Três são os requisitos do estado de filho afetivo: a nominatio, a tratactus e a reputatio, ou seja, "que a pessoa tenha sido tratada como filho do indigitado pai e que tenha, como tal, atendido à manutenção, à educação e à colocação dela; que a pessoa tenha sido constantemente considerada como filho nas relações sociais". A nominatio, que é o nome, é ter o filho o apelido do pai; a tractatus é ser tratado e educado como filho; a reputatio é ser tido e havido por filho na família e na sociedade em que vive. Isso significa que o nome é o uso constante do apelido (sobrenome) da família do pai afetivo; o tratamento decorre do filho ser criado, educado, tido e apresentado à sociedade como filho; a fama ou reputação é a circunstância de ser sempre considerado, na família e na sociedade, como filho.]

Porém, a doutrina, em sua maioria, dispensa o requisito do nome, bastando a comprovação dos requisitos do tratamento e da reputação, visto que, no caso de uma criança, é ela quase sempre identificada pelo seu prenome, pelo que "até mesmo a posição social e o grau de educação das pessoas envolvidas são fatores que se deve considerar para a configuração e tipificação desses dois elementos essenciais". O tratamento é o elemento clássico de maior valor, certifica JACQUELINE FILGUERAS NOGUEIRA, porquanto reflete a conduta que é dispensada ao filho, garantindo-lhe o indispensável à sobrevivência, como a manutenção, a educação, a instrução, a formação dele como ser humano.
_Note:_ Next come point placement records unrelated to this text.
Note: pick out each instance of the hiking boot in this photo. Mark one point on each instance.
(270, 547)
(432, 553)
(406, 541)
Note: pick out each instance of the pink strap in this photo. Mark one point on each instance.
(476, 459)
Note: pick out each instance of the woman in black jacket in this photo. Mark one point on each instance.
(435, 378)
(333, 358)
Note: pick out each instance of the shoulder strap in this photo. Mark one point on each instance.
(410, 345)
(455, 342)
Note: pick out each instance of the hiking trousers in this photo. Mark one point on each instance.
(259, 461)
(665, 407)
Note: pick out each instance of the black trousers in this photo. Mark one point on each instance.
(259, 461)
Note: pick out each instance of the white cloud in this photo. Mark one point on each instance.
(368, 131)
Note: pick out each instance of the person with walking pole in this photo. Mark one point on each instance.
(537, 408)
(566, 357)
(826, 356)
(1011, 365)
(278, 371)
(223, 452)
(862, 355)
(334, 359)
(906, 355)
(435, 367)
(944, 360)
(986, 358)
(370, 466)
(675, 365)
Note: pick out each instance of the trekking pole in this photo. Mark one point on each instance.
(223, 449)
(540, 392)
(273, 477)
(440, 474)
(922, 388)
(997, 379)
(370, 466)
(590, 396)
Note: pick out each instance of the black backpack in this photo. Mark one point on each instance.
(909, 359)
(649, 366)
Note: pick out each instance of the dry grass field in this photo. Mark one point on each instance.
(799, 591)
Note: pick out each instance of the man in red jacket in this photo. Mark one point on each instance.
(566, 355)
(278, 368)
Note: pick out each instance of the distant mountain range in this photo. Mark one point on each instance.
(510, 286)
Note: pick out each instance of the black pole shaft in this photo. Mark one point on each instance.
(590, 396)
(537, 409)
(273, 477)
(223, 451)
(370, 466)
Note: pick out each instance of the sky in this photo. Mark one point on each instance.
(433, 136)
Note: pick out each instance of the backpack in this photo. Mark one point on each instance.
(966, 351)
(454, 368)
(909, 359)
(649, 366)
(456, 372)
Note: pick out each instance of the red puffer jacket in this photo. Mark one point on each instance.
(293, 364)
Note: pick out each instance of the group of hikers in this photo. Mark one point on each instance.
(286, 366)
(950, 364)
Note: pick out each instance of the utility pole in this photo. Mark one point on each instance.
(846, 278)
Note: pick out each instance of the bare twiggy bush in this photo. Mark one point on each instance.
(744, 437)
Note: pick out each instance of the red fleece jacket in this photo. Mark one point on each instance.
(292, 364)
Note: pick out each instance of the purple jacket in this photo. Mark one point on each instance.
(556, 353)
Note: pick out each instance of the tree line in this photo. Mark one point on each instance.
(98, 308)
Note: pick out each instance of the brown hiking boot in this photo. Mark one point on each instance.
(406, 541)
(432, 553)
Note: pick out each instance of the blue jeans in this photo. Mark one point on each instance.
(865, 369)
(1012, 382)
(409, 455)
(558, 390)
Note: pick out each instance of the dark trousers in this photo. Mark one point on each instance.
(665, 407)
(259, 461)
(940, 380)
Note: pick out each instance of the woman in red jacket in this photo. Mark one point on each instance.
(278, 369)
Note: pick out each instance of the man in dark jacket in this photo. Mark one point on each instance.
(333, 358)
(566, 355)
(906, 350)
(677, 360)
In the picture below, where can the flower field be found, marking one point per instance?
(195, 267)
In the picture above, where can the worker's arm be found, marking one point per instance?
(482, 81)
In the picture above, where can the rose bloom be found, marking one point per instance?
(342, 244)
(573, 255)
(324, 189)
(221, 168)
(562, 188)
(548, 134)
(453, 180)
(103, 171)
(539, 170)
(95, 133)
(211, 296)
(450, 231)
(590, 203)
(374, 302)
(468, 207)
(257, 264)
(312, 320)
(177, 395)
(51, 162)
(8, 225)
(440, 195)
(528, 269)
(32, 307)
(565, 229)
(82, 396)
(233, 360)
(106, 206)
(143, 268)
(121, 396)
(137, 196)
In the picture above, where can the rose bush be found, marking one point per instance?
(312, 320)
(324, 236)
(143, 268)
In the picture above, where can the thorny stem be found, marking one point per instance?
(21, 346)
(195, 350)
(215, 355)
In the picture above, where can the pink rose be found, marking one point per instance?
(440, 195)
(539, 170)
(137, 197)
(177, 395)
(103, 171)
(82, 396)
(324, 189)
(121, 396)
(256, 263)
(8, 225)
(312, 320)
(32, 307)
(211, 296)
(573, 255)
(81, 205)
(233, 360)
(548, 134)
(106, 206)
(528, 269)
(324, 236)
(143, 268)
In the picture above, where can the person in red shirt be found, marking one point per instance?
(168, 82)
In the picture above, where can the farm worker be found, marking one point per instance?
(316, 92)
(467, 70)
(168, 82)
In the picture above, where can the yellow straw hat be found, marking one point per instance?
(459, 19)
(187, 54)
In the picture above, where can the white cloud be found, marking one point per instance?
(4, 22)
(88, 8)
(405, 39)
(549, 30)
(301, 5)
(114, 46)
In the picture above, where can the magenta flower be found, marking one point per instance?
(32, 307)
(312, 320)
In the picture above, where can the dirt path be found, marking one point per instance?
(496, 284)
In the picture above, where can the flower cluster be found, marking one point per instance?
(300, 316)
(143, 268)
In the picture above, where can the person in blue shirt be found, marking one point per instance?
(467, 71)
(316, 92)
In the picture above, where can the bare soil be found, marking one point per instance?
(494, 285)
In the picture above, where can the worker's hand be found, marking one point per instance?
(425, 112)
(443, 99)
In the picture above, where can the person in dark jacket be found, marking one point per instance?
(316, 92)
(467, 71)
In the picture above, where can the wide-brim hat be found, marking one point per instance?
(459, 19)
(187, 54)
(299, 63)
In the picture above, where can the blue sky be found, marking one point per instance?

Já o terceiro elemento, a fama, "é a situação de uma criança ter sempre sido considerada pela sociedade como filho 'legítimo' daqueles que a criam; é a notoriedade ou reputação social desta situação".

Elucidativo julgamento foi proferido pelo Supremo Tribunal de Justiça de Portugal, em 01.06.1988, no sentido de que "o tratamento como filho envolve a reputação de filho ser. Um pai pode tratar um filho de muitos e variados modos: cuidar da alimentação, do vestuário e do calçado; proporcionar a instrução possível; procurar apagar as tristezas e colaborar nas alegrias (...). Dir-se-á que, em termos afetivos, dificilmente se encontrará expressão mais eloqüente de tratamento do que o chamamento de filho e a aceitação do chamamento de pai".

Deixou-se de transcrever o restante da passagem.